Both the State and Federal Governments have recently started talking much less about local industry participation in the design and construction of our major resources projects, and more about the opportunities for locals to win supply and maintenance contracts over the 30 to 40 years lives of the projects.
When Premier Colin Barnett announced the go-ahead for Chevron’s Wheatstone LNG project in Parliament recently, he didn’t mention the levels of engineering, design and fabrication what would be performed for the $29billion project locally. Instead, he said the project would spend $17billion in Australia over the life of the project.
While we welcome government support for locals firms to win work during the operational phases of our big projects, this shouldn’t be seen as an alternative to designing and building the projects locally.

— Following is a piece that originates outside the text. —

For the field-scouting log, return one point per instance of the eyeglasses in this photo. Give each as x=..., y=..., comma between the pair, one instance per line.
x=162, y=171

If local firms and workers are not involved in the design and construction of our major projects, it is difficult to see how the local economy is going to develop and retain the skills and capacity to perform maintenance work. Plus, if we endorse the offshoring of design and construction work, what is to stop our big resources companies offshoring maintenance and supply contracts too?
When assessing the local benefits flowing from our major resources projects, we should place a high value on the level of skilled work the projects deliver locally. Will the projects develop our local workforce and the capacity of local businesses to create jobs beyond the resources construction boom, or won’t they? If not, what can we do to secure work that will deliver this lasting economic benefit?
Wheatstone and Gorgon were almost completely designed offshore. Gorgon has sourced more than 90 per cent of its fabricated steel offshore. Andrew Forrest’s FMG is getting every one of its 300 new railcars built in China. Using statistics that effectively count the wages, plane fares and meals of workers not even born yet as a part of “life cycle” project expenditure should not distract the community from the low levels of skilled local work flowing now.